Australia is being urged to stop outsourcing its foreign policy to the United States or risk being dragged into Donald Trump’s increasingly erratic and aggressive approach to world affairs.
Thu 9 Oct 2025 14.00

Photo: Official White House Photo/Joyce N. Boghosian
Australia is being urged to stop outsourcing its foreign policy to the United States or risk being dragged into Donald Trump’s increasingly erratic and aggressive approach to world affairs.
The US President has threatened Hamas with “complete obliteration” if the Palestinian militant group rejects his 20-point peace plan and refuses to relinquish control of Gaza.
“We have pretty much just surrendered out entire national defence to the United States and in doing so, we’ve also offloaded our thinking,” said Antoun Issa, founder of independent news site Deepcut.
Speaking on the Australia Institute’s After America podcast with Dr Emma Shortis, Mr Issa said it’s critical for Canberra to define its own priorities.
“Before we even get to assessing who our alliances are in the world, we need to articulate, what’s our position in the word as Australia, not as an attachment to anyone else,” he said.
The journalist and foreign-policy commentator pointed out that in Europe, discussions are already underway about how countries can take care of their own national security “without the US”.
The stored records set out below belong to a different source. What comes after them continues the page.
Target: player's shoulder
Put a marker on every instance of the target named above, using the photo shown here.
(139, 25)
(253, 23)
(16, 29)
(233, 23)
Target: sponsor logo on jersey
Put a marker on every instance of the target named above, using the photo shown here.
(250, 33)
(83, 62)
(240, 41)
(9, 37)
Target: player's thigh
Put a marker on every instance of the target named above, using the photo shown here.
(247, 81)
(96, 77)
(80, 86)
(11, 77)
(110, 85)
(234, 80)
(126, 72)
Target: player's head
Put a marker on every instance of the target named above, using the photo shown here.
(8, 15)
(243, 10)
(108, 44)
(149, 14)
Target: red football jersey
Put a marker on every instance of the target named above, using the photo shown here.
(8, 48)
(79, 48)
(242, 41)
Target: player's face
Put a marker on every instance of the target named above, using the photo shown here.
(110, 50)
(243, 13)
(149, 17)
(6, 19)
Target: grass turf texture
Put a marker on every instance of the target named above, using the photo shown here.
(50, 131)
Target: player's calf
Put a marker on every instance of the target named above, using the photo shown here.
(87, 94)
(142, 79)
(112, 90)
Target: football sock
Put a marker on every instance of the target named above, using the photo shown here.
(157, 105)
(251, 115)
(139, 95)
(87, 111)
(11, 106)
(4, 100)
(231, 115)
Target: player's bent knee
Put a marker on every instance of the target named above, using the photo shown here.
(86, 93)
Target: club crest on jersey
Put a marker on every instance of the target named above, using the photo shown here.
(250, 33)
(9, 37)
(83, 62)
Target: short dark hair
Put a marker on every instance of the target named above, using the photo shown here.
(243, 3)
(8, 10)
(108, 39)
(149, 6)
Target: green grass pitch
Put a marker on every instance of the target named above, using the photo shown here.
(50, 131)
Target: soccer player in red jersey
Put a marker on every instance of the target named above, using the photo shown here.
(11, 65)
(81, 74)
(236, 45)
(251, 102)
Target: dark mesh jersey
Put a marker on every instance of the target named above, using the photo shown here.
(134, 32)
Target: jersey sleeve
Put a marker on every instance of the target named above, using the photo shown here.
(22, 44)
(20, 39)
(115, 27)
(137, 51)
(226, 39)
“The culture of foreign policy in Australia is so closed off and it is so grounded in this mythology particularly about the US and the security alliance,” said Dr Emma Shortis, director of the Australia Institute’s International & Security Affairs Program.
“That conflation between American interests and Australian interests … the assumption is that those two things are the same and they just are not.”
Mr Issa has warned Australia needs to rethink its foreign policy dependency on the United States and its default position of, “whatever the Americans do, we’ll just follow.”
Mr Issa warns that President Trump’s ‘decisions first, diplomacy later’ approach to policymaking could pose serious problems for Australia and the country needs to stop putting the country’s own interests over automatic U.S. alignment.
“We’re falling into a space that I don’t think it works for us; the US becoming increasingly authoritarian, increasing erratic, inconsistent with the way it engages with the rest of the world.
“A government that is undermining international law, tearing apart international law at the seams.
“It’s dragging us into a pit where I don’t think we’re comfortable being in. And now, the pit is being complicit in the genocide,” Mr Issa said.
Dr Emma Shortis urged Australians to start discussing foreign policy and asking questions.
“Almost kind of perversely, Trump is giving us an opportunity, prompting us to really have this conversation in a way that we haven’t before.”
Mr Issa agreed. “People need to be engaged with foreign affairs,” he said. “People need to be following where their money is being spent to justify it not being spent elsewhere in the country.”